Think of it like a senior engineer’s bookshelf:

  • They don’t memorize every API doc.
  • They know where to look when they need it.
  • The knowledge is available, not active.

This is Progressive Context Disclosure.


How It Works

The Skills Architecture

flowchart TD subgraph System["🎯 Always Active"] P["🎭 Persona"] end subgraph OnDemand["📚 Loaded When Needed"] S1["Skill: Git"] S2["Skill: Database"] S3["Skill: Code Review"] end U["👤 User: 'Review this PR'"] --> A["🤖 Agent"] A --> P A -.->|loads| S3 S3 --> R["✅ Review Complete"]

The SKILL.md Pattern

Each skill lives in its own folder with a SKILL.md file:

.agent/skills/
├── code-review/
│   └── SKILL.md
├── database/
│   └── SKILL.md
└── git-operations/
    └── SKILL.md

Anatomy of a SKILL.md

---
name: code-review
description: Guidelines for reviewing pull requests
---

# Code Review Skill

## When to Apply
- User asks to review code, a PR, or a diff.

## Key Guidelines
1. Check for security vulnerabilities first.
2. Verify error handling is present.
3. Look for performance anti-patterns.

## Output Format
- Use inline comments for specific issues.
- Summarize overall assessment at the end.

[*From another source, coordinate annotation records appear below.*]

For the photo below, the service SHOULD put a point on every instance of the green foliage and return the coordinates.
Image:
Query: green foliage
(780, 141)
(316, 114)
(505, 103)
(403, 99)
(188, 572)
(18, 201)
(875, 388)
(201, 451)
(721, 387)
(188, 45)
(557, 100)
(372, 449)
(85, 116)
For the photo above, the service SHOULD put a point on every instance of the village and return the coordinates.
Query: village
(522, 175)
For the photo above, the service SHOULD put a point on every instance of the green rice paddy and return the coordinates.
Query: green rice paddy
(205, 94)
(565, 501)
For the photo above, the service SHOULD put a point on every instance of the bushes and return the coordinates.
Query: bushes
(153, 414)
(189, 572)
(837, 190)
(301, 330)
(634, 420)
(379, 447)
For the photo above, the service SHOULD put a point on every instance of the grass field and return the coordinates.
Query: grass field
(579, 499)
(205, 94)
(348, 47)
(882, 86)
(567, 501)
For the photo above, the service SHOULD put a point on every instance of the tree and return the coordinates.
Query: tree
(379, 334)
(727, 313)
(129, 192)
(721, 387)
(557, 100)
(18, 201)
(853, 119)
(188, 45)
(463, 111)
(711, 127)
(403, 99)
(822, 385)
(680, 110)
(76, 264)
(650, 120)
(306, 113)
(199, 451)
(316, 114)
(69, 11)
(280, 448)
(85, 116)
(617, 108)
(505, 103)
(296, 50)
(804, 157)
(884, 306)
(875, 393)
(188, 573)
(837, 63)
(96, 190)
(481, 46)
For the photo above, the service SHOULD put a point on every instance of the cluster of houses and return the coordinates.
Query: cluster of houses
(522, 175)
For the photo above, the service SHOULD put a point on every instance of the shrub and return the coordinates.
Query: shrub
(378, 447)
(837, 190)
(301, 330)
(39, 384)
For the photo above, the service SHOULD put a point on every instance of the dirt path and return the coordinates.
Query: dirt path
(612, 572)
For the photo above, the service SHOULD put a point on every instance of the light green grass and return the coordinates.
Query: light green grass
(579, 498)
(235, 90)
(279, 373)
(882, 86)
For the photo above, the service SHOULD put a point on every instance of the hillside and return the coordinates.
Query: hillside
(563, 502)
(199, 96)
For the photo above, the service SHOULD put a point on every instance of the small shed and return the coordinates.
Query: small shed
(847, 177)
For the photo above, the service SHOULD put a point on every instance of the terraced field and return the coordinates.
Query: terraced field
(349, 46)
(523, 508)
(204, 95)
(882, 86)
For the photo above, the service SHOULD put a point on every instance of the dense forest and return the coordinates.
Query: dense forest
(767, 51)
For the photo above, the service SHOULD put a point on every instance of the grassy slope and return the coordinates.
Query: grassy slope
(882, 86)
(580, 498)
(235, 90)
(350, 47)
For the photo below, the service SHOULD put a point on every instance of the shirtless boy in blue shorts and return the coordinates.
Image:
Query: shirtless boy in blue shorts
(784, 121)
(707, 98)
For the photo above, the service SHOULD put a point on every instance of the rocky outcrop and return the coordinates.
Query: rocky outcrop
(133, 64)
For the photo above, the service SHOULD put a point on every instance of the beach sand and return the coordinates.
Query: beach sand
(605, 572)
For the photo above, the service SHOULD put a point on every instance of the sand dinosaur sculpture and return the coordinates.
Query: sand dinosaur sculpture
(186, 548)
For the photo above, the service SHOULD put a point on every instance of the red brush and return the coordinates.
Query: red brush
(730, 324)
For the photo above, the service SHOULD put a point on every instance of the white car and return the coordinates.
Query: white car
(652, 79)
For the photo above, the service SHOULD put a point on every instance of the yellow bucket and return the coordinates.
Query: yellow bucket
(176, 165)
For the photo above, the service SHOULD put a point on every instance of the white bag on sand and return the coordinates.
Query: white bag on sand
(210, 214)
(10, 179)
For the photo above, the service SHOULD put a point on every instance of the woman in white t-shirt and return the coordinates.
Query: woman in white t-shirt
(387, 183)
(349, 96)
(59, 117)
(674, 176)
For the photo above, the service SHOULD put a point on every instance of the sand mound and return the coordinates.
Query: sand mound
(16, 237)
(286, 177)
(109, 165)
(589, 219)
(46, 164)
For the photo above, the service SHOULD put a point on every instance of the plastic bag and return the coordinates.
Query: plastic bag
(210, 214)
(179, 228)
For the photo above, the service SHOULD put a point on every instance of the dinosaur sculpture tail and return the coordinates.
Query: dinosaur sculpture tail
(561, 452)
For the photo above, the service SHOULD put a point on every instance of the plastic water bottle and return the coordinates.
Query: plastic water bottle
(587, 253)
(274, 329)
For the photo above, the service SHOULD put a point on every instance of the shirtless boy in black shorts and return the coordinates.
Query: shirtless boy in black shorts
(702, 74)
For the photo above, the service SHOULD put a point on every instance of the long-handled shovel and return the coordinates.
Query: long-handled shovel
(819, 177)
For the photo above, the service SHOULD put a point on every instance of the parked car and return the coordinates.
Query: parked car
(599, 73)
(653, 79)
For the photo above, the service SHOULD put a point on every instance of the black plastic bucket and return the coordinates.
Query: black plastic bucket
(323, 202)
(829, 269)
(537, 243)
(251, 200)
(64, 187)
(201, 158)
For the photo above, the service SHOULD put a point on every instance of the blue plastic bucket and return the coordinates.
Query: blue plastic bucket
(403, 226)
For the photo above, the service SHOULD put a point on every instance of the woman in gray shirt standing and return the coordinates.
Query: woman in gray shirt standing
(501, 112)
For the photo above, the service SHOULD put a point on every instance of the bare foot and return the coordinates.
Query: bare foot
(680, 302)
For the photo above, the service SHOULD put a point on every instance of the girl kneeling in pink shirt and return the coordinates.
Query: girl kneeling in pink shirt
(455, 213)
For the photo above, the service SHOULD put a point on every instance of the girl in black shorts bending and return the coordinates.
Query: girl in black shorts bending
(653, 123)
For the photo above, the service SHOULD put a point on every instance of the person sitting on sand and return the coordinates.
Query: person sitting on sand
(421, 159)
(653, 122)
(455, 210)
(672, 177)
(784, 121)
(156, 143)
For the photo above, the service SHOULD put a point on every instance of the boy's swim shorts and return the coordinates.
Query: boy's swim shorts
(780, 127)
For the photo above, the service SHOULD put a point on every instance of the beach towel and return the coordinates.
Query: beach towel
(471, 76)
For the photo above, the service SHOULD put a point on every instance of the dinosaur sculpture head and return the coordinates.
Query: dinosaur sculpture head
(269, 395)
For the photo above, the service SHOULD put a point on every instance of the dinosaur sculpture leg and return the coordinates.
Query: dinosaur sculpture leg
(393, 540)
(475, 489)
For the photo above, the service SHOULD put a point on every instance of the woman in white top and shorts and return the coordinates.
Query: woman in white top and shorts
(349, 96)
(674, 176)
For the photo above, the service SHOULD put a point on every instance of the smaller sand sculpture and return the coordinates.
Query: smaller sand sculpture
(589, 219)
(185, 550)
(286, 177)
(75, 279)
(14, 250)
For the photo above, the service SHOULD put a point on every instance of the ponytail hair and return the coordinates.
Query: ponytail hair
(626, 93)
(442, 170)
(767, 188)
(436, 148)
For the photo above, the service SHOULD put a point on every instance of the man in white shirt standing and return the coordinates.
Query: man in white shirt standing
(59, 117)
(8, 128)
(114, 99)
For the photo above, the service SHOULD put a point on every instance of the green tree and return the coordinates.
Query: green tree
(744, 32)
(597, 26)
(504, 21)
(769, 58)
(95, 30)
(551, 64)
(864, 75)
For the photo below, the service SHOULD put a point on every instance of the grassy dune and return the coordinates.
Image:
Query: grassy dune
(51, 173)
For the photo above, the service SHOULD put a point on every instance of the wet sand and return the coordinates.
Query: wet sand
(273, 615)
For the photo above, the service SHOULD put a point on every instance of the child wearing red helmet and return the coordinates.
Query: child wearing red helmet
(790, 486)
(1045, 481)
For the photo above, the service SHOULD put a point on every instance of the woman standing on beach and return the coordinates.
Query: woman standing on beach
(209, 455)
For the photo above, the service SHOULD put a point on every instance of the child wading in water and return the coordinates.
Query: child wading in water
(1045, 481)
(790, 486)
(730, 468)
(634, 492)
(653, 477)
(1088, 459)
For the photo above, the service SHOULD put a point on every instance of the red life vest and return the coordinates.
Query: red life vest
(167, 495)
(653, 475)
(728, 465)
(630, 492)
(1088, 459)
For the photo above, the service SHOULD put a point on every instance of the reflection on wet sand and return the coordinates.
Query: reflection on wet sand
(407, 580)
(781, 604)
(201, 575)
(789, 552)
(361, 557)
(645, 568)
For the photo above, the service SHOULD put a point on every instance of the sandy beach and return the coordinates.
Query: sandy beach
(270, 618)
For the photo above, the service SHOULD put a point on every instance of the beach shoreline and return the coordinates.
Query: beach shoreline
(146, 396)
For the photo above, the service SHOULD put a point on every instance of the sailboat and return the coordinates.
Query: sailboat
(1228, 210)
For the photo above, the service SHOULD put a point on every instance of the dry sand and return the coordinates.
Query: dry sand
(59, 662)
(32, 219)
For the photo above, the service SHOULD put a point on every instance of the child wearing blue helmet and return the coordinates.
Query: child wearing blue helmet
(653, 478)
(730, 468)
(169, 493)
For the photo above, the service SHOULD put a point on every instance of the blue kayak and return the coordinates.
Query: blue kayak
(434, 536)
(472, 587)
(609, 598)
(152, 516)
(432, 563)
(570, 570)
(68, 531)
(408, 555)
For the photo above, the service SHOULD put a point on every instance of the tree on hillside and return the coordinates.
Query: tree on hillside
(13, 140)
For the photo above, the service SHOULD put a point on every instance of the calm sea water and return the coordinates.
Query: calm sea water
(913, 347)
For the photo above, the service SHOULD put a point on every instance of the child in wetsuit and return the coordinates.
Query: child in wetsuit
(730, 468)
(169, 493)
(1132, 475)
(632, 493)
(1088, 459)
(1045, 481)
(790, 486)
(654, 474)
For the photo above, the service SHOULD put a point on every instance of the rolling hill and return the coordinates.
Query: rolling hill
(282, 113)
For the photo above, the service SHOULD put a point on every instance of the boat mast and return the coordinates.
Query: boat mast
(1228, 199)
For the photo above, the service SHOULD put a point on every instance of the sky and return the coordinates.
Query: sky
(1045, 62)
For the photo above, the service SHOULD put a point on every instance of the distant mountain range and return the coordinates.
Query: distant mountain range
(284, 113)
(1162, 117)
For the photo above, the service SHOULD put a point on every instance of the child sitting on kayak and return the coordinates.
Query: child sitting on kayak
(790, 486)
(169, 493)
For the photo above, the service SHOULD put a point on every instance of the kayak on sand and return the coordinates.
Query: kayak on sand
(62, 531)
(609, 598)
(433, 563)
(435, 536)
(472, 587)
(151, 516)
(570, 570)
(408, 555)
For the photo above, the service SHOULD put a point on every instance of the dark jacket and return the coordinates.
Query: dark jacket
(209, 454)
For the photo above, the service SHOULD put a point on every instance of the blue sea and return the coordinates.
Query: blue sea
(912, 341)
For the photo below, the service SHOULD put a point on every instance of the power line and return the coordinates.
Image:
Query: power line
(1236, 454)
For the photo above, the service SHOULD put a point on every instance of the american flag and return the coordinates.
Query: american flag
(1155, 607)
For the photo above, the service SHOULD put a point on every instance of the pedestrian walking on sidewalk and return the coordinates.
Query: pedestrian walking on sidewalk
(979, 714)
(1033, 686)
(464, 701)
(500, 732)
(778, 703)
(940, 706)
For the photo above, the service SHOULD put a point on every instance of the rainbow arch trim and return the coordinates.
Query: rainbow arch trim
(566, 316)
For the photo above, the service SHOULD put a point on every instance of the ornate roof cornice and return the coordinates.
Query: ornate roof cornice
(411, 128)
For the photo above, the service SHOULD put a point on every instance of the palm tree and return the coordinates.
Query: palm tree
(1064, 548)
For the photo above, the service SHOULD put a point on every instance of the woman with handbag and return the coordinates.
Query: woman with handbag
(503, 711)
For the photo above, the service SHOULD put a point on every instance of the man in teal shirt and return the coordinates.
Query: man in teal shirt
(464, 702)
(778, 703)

The frontmatter (name, description) helps the agent decide when to load the skill.
The body contains the actual procedural knowledge.

The Loading Pattern

  1. User makes a request → “Review this pull request.”
  2. Agent checks available skills → Sees code-review matches.
  3. Agent loads the skill → SKILL.md content joins the context.
  4. Agent executes with specialized knowledge → Review follows guidelines.

The key: Most skills stay unloaded most of the time.


When to Use It

The Skill Threshold

Litmus Test: If knowledge is needed sometimes but not always, it’s a Skill.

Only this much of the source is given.